Spanish property prices to fall by a further 50%
As Spain’s economic troubles continue the nation’s house market looks set to take a further kicking. Experts are now forecasting that house prices in the embattled country could fall by a further 50% and may not recover for 15 years.
According to the experts the worst affected region was the Costa del Sol where the total value of property’s in the area fell by a staggering 75%.
“The market is broken, in places like Castellon, near Valencia, where over development was mad, banks are not financing anything and there is a high probability that these properties will never be sold. Instead they will be knocked down” said Fernanado Rodriguez de Acuna, the vice-president of Spanish economic consultancy RR de Acuna & Associates.
Up to 800,000 used homes are thought to currently be on the Spanish property market whilst 300,000 have been foreclosed by banks due to the owner’s inability to pay their rent or mortgages. The situation has become so bad in some areas that the number of homelessness has soared. Another 150,000 properties are currently in foreclosure proceedings.

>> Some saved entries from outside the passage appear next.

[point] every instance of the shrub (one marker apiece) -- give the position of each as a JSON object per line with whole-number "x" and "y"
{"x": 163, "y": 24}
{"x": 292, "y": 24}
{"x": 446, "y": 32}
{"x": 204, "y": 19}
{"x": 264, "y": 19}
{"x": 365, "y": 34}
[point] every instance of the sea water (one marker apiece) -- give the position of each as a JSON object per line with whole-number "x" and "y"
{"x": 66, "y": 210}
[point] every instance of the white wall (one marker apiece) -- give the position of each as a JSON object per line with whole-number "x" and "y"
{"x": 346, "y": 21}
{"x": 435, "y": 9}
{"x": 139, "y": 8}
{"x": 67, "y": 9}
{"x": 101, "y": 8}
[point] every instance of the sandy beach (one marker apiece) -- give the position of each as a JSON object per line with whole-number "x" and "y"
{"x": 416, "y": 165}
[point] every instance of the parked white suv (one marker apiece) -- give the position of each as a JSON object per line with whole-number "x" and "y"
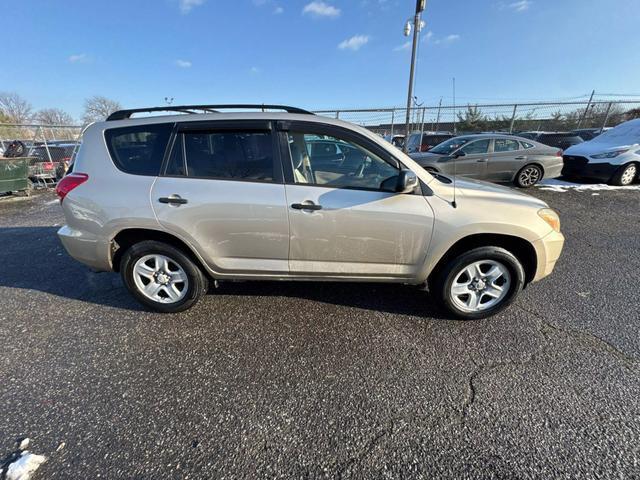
{"x": 173, "y": 202}
{"x": 612, "y": 157}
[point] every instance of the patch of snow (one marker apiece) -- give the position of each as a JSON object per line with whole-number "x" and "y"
{"x": 25, "y": 466}
{"x": 561, "y": 186}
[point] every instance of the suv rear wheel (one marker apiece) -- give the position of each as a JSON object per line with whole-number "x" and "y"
{"x": 478, "y": 283}
{"x": 162, "y": 277}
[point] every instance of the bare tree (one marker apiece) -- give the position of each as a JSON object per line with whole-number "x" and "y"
{"x": 54, "y": 116}
{"x": 15, "y": 108}
{"x": 98, "y": 108}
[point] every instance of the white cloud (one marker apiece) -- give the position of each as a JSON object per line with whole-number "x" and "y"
{"x": 187, "y": 5}
{"x": 78, "y": 58}
{"x": 354, "y": 43}
{"x": 405, "y": 46}
{"x": 450, "y": 38}
{"x": 321, "y": 9}
{"x": 520, "y": 5}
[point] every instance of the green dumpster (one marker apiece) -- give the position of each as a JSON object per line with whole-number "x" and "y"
{"x": 14, "y": 174}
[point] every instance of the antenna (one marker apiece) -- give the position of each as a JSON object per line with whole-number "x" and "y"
{"x": 455, "y": 159}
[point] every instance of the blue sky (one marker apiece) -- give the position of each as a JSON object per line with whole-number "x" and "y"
{"x": 315, "y": 54}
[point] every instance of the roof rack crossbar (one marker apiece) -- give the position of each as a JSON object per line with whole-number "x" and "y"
{"x": 124, "y": 114}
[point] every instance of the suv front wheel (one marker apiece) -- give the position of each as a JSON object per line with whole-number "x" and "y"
{"x": 162, "y": 277}
{"x": 478, "y": 283}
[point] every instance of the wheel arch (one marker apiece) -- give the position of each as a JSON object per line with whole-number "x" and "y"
{"x": 536, "y": 162}
{"x": 126, "y": 238}
{"x": 523, "y": 250}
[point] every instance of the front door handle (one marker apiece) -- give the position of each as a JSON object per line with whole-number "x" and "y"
{"x": 306, "y": 206}
{"x": 173, "y": 200}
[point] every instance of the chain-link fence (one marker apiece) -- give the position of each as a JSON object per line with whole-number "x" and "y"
{"x": 513, "y": 118}
{"x": 49, "y": 148}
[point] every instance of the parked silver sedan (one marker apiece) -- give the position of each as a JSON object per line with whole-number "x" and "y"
{"x": 497, "y": 158}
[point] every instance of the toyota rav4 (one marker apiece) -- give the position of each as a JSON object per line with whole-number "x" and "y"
{"x": 176, "y": 202}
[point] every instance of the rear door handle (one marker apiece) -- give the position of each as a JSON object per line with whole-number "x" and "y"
{"x": 173, "y": 200}
{"x": 306, "y": 206}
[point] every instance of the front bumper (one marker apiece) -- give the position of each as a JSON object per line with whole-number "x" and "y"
{"x": 548, "y": 251}
{"x": 582, "y": 167}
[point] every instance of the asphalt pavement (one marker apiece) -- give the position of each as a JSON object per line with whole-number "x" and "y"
{"x": 322, "y": 380}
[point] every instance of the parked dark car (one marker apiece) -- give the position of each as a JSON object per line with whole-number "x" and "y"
{"x": 497, "y": 158}
{"x": 429, "y": 140}
{"x": 60, "y": 155}
{"x": 395, "y": 140}
{"x": 561, "y": 140}
{"x": 589, "y": 133}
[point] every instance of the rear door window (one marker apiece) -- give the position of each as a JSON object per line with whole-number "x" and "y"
{"x": 139, "y": 150}
{"x": 227, "y": 154}
{"x": 505, "y": 145}
{"x": 477, "y": 147}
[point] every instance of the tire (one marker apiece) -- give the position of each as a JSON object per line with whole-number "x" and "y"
{"x": 625, "y": 175}
{"x": 528, "y": 176}
{"x": 498, "y": 292}
{"x": 177, "y": 284}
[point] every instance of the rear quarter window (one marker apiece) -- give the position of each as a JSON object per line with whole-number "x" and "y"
{"x": 139, "y": 150}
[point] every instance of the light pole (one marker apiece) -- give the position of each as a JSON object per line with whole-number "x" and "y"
{"x": 420, "y": 6}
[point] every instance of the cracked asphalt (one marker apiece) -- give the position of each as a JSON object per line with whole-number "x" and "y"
{"x": 305, "y": 380}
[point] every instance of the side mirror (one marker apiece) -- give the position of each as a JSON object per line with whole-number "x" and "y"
{"x": 407, "y": 181}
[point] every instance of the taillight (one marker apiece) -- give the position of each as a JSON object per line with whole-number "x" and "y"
{"x": 69, "y": 182}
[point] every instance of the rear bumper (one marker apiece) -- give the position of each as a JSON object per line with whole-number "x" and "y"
{"x": 596, "y": 171}
{"x": 548, "y": 250}
{"x": 86, "y": 248}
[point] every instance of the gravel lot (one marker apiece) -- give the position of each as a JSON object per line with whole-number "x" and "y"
{"x": 324, "y": 380}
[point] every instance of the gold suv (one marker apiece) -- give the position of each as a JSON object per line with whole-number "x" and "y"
{"x": 175, "y": 202}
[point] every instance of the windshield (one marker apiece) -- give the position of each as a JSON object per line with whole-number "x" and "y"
{"x": 445, "y": 148}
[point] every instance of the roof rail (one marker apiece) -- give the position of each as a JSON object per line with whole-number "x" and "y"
{"x": 124, "y": 114}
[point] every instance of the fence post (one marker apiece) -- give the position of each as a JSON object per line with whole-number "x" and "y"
{"x": 586, "y": 110}
{"x": 513, "y": 118}
{"x": 438, "y": 115}
{"x": 393, "y": 117}
{"x": 606, "y": 117}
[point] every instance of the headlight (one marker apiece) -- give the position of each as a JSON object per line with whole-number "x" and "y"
{"x": 613, "y": 154}
{"x": 551, "y": 217}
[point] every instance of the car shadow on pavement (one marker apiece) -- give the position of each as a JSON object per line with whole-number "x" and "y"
{"x": 32, "y": 258}
{"x": 381, "y": 297}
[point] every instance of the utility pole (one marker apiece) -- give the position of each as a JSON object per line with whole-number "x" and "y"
{"x": 420, "y": 6}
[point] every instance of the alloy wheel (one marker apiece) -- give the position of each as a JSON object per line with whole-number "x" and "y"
{"x": 161, "y": 279}
{"x": 529, "y": 176}
{"x": 480, "y": 286}
{"x": 628, "y": 175}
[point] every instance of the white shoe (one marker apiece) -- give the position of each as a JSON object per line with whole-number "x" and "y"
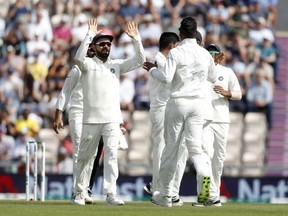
{"x": 205, "y": 190}
{"x": 148, "y": 188}
{"x": 79, "y": 199}
{"x": 160, "y": 200}
{"x": 176, "y": 201}
{"x": 88, "y": 200}
{"x": 216, "y": 203}
{"x": 112, "y": 200}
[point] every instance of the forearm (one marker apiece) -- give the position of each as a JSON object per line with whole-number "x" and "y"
{"x": 236, "y": 95}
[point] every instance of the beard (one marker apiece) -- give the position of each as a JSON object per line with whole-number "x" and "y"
{"x": 103, "y": 54}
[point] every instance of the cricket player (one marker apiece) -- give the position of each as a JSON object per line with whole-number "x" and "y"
{"x": 215, "y": 133}
{"x": 187, "y": 67}
{"x": 72, "y": 94}
{"x": 159, "y": 95}
{"x": 101, "y": 106}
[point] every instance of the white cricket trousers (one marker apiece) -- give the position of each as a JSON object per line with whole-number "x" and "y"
{"x": 157, "y": 119}
{"x": 183, "y": 117}
{"x": 90, "y": 137}
{"x": 215, "y": 137}
{"x": 75, "y": 129}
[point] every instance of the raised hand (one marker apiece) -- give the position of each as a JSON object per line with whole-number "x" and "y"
{"x": 131, "y": 29}
{"x": 92, "y": 25}
{"x": 148, "y": 65}
{"x": 219, "y": 57}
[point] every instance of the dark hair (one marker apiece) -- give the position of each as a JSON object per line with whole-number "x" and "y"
{"x": 188, "y": 27}
{"x": 167, "y": 38}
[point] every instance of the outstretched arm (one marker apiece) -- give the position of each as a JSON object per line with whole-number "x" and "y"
{"x": 131, "y": 29}
{"x": 82, "y": 50}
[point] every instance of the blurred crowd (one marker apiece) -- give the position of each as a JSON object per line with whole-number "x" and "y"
{"x": 39, "y": 38}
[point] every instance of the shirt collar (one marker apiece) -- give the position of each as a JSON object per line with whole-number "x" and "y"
{"x": 189, "y": 41}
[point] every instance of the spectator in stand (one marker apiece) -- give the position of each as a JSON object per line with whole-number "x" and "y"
{"x": 63, "y": 32}
{"x": 10, "y": 59}
{"x": 150, "y": 31}
{"x": 141, "y": 99}
{"x": 20, "y": 149}
{"x": 40, "y": 26}
{"x": 267, "y": 69}
{"x": 256, "y": 34}
{"x": 127, "y": 93}
{"x": 260, "y": 96}
{"x": 173, "y": 8}
{"x": 17, "y": 37}
{"x": 267, "y": 51}
{"x": 217, "y": 18}
{"x": 38, "y": 72}
{"x": 38, "y": 46}
{"x": 24, "y": 122}
{"x": 7, "y": 144}
{"x": 16, "y": 9}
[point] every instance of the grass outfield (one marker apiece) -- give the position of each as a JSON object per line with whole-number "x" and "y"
{"x": 64, "y": 208}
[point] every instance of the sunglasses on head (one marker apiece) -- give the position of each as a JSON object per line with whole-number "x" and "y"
{"x": 102, "y": 44}
{"x": 213, "y": 52}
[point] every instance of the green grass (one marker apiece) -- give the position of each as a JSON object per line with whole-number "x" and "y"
{"x": 64, "y": 208}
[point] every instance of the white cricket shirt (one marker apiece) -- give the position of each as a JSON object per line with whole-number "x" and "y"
{"x": 71, "y": 92}
{"x": 100, "y": 82}
{"x": 228, "y": 80}
{"x": 187, "y": 67}
{"x": 158, "y": 92}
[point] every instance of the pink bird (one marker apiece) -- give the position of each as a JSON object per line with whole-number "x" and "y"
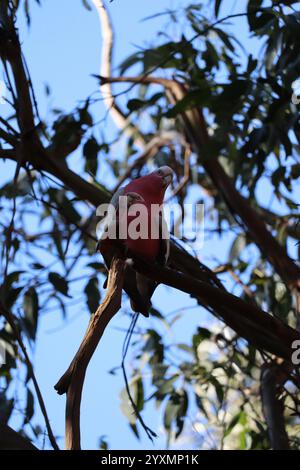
{"x": 147, "y": 242}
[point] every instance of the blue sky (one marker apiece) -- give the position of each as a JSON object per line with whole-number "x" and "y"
{"x": 63, "y": 49}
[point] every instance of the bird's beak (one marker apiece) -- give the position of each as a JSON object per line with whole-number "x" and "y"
{"x": 167, "y": 175}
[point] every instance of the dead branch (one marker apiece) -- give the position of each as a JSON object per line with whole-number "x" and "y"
{"x": 12, "y": 440}
{"x": 72, "y": 380}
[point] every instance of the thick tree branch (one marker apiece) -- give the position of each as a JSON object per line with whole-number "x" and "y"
{"x": 249, "y": 321}
{"x": 72, "y": 380}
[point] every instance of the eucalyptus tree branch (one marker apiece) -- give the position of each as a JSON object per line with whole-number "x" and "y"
{"x": 12, "y": 440}
{"x": 273, "y": 408}
{"x": 115, "y": 111}
{"x": 7, "y": 137}
{"x": 72, "y": 380}
{"x": 247, "y": 319}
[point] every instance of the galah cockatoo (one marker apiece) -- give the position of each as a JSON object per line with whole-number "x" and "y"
{"x": 153, "y": 244}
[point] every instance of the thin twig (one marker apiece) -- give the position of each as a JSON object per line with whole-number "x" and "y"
{"x": 10, "y": 319}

Highlighting just how broken Spain’s housing market has become is the fact that despite the huge number of homes unable to sell there is 250,000 new homes still under construction and 700,000 completed properties that have not even put on the market, instead they stand empty as one of Spain’s increasing number of ghost towns.
For wannabe expats desperate to move to a place in the sunshine Spain may be the ideal place, property is cheap and the weather is good, unfortunately jobs are scarce and taxes are high. In an attempt to offload empty properties the Spanish government introduced new legislation allowing resident visas’ to be granted to non-EU citizens if they invest €500,000 into the nation’s real estate market.